De EU zal ook zorgen voor de ondersteuning en versterking van de capaciteit van Egypte om de rechten van migranten te beschermen en te voorzien in bescherming van hen die - overeenkomstig de internationale normen - voor bescherming in aanmerking komen, alsook van de inspanningen van Egypte om gemarginaliseerde groepen te beschermen tegen de mogelijke negatieve gevolgen van economische hervormingen door middel van een sociaal vangnet en sociale bescherming. Verder zullen de EU en Egypte de plattelands- en stadsontwikkeling blijven bevorderen, alsook streven naar een verbetering van de basisdienstverlening, met bijzondere aandacht voor de modernisering van het onderwijs (met inbegrip van technische en beroepsopleidingen) en de gezondheidszorg.
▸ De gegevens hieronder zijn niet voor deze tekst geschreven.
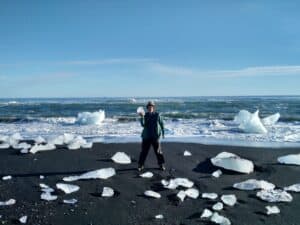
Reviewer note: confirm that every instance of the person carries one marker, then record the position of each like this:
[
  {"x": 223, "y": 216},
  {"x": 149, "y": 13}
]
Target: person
[{"x": 153, "y": 130}]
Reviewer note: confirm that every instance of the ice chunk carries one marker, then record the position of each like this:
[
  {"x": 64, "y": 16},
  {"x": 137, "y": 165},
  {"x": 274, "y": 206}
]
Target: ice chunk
[
  {"x": 88, "y": 118},
  {"x": 206, "y": 214},
  {"x": 39, "y": 148},
  {"x": 39, "y": 140},
  {"x": 250, "y": 123},
  {"x": 8, "y": 202},
  {"x": 217, "y": 173},
  {"x": 271, "y": 120},
  {"x": 192, "y": 193},
  {"x": 7, "y": 177},
  {"x": 4, "y": 146},
  {"x": 181, "y": 195},
  {"x": 23, "y": 219},
  {"x": 174, "y": 183},
  {"x": 107, "y": 192},
  {"x": 292, "y": 159},
  {"x": 95, "y": 174},
  {"x": 187, "y": 153},
  {"x": 159, "y": 217},
  {"x": 276, "y": 195},
  {"x": 272, "y": 210},
  {"x": 253, "y": 184},
  {"x": 152, "y": 194},
  {"x": 121, "y": 158},
  {"x": 293, "y": 188},
  {"x": 147, "y": 175},
  {"x": 211, "y": 196},
  {"x": 233, "y": 162},
  {"x": 70, "y": 201},
  {"x": 218, "y": 206},
  {"x": 218, "y": 219},
  {"x": 67, "y": 188},
  {"x": 229, "y": 199}
]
Het versterken van de positie van vrouwen en jongeren en het bevorderen van hun participatie in de economie en het bestuur maken ook deel uit van de beginselen waarop de samenwerking tussen de EU en Egypte is gebaseerd.

De EU en Egypte verbinden zich ertoe samen te werken met de maatschappelijke organisaties om een doeltreffende bijdrage te kunnen leveren aan het economische, politieke en sociale ontwikkelingsproces. Tot slot zullen de EU en Egypte ook hun politieke dialoog over democratie en mensenrechten verdiepen.

4. GEVOLGEN VOOR DE BEGROTING

De gevolgen voor de begroting zullen niet verder gaan dan de verwachte gevolgen van eerdere internationale verbintenissen van de EU. Eventuele verdere gevolgen voor de begroting zullen worden geregeld in afzonderlijke voorstellen, zoals in het steunkader van het Europees nabuurschapsinstrument voor de periode 2017-2020.

5. OVERIGE ELEMENTEN

Uitvoeringsplanning en regelingen betreffende controle, evaluatie en rapportage

De uitvoering van de partnerschapsprioriteiten EU-Egypte zal regelmatig worden gecontroleerd in de context van de evaluatiemechanismen en de in de bestaande associatieovereenkomst voorziene bilaterale samenwerking tussen de EU en Egypte.

6. REFERENTIEDOCUMENTEN

(a)Gezamenlijke mededeling aan het Europees Parlement, de Raad, het Europees Economisch en Sociaal Comité en het Comité van de Regio’s - Herziening van het Europees nabuurschapsbeleid; JOIN(2015) 50 final van 18 november 2015.

(b)Europees-mediterrane overeenkomst waarbij een associatie tot stand wordt gebracht tussen de Europese Gemeenschappen en hun lidstaten, enerzijds, en de Arabische Republiek Egypte, anderzijds, PB L 304 van 30.9.2004.

(c)Conclusies van de Raad over de herziening van het Europees nabuurschapsbeleid, 14 december 2015.

(d)Verordening (EU) nr. 232/2014 van het Europees Parlement en de Raad van 11 maart 2014 tot vaststelling van een Europees nabuurschapsinstrument, PB L 77 van 15.3.2014, blz. 27.